You Jokes

Emo

So, I went up to an emo and I said, "Why did you steal my bar code from my chips?"

Rick Astley

What don't Rick Astley and the Twin Towers have in common?

One won't let you down, while the other will.

Knight

As ruler of a kingdom, I wanted a knight. Duke Leo Pessi IV offered himself but wanted a wife in return. I offered my beautiful daughter to him. However, he slapped her and proceeded to wreck my castle. All this whilst crying β€œI don’t want princess, I want farmer!”

DAMN YOU PESSI!

Employee

You know the Twin Towers employees were supposed to meet a good football team. Instead, they just met the Jets.

Nemo

What did Nemo say to the emo?

"Be careful, you can't Nemo your way out of emo."

Fish

There were 3 Gay Fish in a Tank. One says to the others: "How do you drive this thing?"

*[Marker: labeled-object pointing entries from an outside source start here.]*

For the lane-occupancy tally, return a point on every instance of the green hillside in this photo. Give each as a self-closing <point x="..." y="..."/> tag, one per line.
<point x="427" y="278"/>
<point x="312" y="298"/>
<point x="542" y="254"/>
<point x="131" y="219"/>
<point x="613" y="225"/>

Like this joke if you LOLed! 🀣🀣🀣🀣🀣🀣🀣🀣🀣🀣🀣🀣🀣🀣🀣🀣

Doctor

My willy was feeling itchy, so I decided to go to the doctor.

My doctor was foreign and spoke Spanish with an Argentinian accent. As I returned home, I noticed my willy was gone! Pessi stole my PENis thinking it was a Penalty just so he could statpad. SHAME ON YOU!

Accident

You must have been born on a highway because that's where most accidents happen.

Penis

Do you know what organ remains warm even after a woman dies?

My penis (or rather my neutron laser priming its firing sequence).

Night

Isn't having depersonalization mean that you like the animatronics off of FNAF/Five Nights at Freddy's?